Avant d'avoir 20 ans, « prendre la relève ne m'a jamais effleuré l'esprit, témoigne Florence Lefebvre St-Arnaud, 25 ans. Puis, j'ai réalisé qu'il était possible de perdre ce qu'on faisait depuis toujours, alors que j'étais née là. » La jeune femme a alors entrepris un baccalauréat en administration pour assurer l'avenir de la ferme maraîchère Campanipol, fondée par ses parents à Sainte-Geneviève-de-Batiscan.

Ses deux jeunes frères ont aussi de l'intérêt à prendre la relève. « Je me verrais mal réparer un moteur de tracteur, mais pour eux c'est facile, observe Mme Lefebvre St-Arnaud. On est complémentaires. » Reste à trouver de la place pour que tout ce beau monde gagne sa croûte à la ferme Campanipol.

« La maturité des femmes qui s'établissent en agriculture est plus grande, observe Mme Delomier. Elles font plus d'études, prennent de l'expérience à l'extérieur de la ferme. C'est, pour elles, un choix assumé et réfléchi. »

Plus d'héritiers que d'héritières

Hériter de la ferme de ses parents reste le mode d'entrée principal en agriculture, surtout pour les fils. On compte 19 jeunes femmes établies par transfert familial d'une entreprise agricole pour 81 jeunes hommes.

Davantage d'hommes que de femmes participent aux travaux de la ferme avant de s'établir. Parmi ceux qui y travaillent, une part supérieure de femmes le font sans salaire (51 % des femmes, contre 34 % des hommes). Même une fois que des parts sont acquises, la relève féminine participe moins aux décisions concernant l'entreprise agricole.

Il faut dire que chez les jeunes agricultrices, le travail à l'extérieur de la ferme compte pour 63 % du temps travaillé et 74 % des revenus annuels. En plus de faire « un peu de tout » à la ferme familiale, Florence Lefebvre St-Arnaud bosse comme serveuse et barmaid. « C'est mon emploi de soir, mon social », fait-elle valoir en riant.

« Les agricultrices que je côtoie n'ont pas froid aux yeux, souligne Mme Delomier. Elles prennent beaucoup de responsabilités professionnelles et familiales. Plusieurs ont de jeunes enfants, elles sont sur tous les fronts. Ce sont des superwomen ! »

Moins de fermes au Québec

Les fermes ferment au Québec

>30 675 fermes en 2006

>29 437 fermes en 2011

>Baisse de 4 %

>Au Canada, la baisse a atteint 10 % au cours de la même période.

Peu de relève

>Près de 40 % des fermes qui devaient changer de mains entre 2007 et 2012 n'avaient pas de relève prévue.

Chères, les fermes

>Valeur marchande courante des fermes au Québec, en 2011 : 1,68 million de dollars. Il s'agit d'une hausse de 24 % depuis 2007.
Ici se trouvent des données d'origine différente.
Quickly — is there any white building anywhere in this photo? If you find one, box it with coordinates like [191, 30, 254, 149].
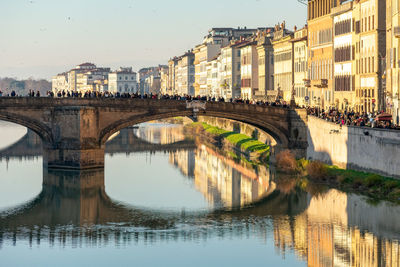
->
[51, 72, 68, 94]
[108, 68, 138, 93]
[239, 41, 258, 100]
[219, 41, 241, 100]
[207, 55, 222, 98]
[175, 52, 194, 96]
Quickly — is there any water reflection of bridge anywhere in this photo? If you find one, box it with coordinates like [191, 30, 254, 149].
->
[0, 128, 196, 159]
[0, 169, 307, 246]
[0, 170, 400, 267]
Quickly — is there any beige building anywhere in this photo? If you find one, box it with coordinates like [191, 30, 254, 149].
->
[272, 23, 294, 102]
[354, 0, 386, 112]
[68, 63, 97, 91]
[307, 0, 339, 109]
[219, 41, 241, 101]
[292, 27, 310, 106]
[386, 0, 400, 124]
[76, 68, 110, 92]
[108, 68, 138, 93]
[175, 51, 194, 96]
[51, 72, 68, 94]
[207, 54, 222, 98]
[254, 28, 276, 101]
[160, 67, 169, 95]
[238, 39, 258, 100]
[331, 2, 358, 111]
[193, 43, 221, 96]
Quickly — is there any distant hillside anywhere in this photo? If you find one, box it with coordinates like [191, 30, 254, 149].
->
[0, 77, 51, 96]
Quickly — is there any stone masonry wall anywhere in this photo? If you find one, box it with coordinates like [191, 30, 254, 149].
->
[307, 116, 400, 178]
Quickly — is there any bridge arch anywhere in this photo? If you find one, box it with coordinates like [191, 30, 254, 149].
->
[99, 110, 289, 148]
[0, 111, 53, 144]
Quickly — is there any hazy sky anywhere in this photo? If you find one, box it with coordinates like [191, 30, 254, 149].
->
[0, 0, 307, 79]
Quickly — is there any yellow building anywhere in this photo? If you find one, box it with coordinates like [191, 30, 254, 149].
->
[238, 40, 258, 100]
[292, 27, 310, 106]
[386, 0, 400, 124]
[332, 2, 358, 111]
[355, 0, 386, 112]
[272, 23, 294, 102]
[193, 43, 221, 96]
[307, 0, 340, 108]
[254, 29, 276, 100]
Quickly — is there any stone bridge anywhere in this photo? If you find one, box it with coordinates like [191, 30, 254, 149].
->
[0, 97, 307, 169]
[0, 128, 196, 160]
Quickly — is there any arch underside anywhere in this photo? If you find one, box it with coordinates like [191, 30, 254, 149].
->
[99, 110, 289, 147]
[0, 113, 53, 143]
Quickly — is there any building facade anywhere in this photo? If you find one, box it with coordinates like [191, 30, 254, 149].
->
[239, 40, 258, 100]
[219, 41, 241, 100]
[272, 23, 294, 102]
[307, 0, 340, 109]
[292, 27, 310, 106]
[51, 72, 69, 94]
[175, 51, 194, 96]
[386, 0, 400, 124]
[332, 2, 359, 111]
[354, 0, 387, 113]
[108, 68, 138, 93]
[254, 29, 276, 101]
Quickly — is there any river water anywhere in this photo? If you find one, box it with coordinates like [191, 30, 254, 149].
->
[0, 122, 400, 267]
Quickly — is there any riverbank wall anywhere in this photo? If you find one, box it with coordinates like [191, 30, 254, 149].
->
[307, 116, 400, 178]
[197, 116, 277, 147]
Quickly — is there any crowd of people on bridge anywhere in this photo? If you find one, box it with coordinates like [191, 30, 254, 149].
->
[0, 90, 289, 108]
[0, 90, 400, 130]
[307, 107, 400, 130]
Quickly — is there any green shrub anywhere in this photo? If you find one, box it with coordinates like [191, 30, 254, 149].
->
[364, 174, 384, 187]
[276, 150, 297, 173]
[383, 180, 400, 191]
[297, 158, 310, 170]
[306, 161, 328, 179]
[336, 175, 350, 184]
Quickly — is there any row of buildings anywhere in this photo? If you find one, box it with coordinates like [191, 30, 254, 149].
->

Déficit de femmes dans les fermes

>Relève agricole établie au Québec : 26 % femmes, 74 % hommes.

>Agriculteurs du Québec : 27 % femmes, 73 % hommes.

>Population active : 47 % femmes, 53 % hommes.

Des femmes plus éduquées

>67 % des jeunes agricultrices ont un diplôme collégial ou universitaire, contre 38 % des jeunes agriculteurs.

>Mais seulement 42 % des femmes sont diplômées en agriculture, contre 72 % des hommes.

Plus de femmes créent des fermes

>45 % des femmes et 30 % des hommes démarrent une nouvelle entreprise agricole.

>70 % des hommes de la relève et 55 % des femmes font l'acquisition d'une entreprise agricole existante.

Bourreaux de travail

>48 % de la relève féminine et 40 % de la relève masculine travaillent à l'extérieur de l'entreprise agricole.

Sources : Ministère de l'Agriculture, des Pêcheries et de l'Alimentation (MAPAQ) et Statistique Canada.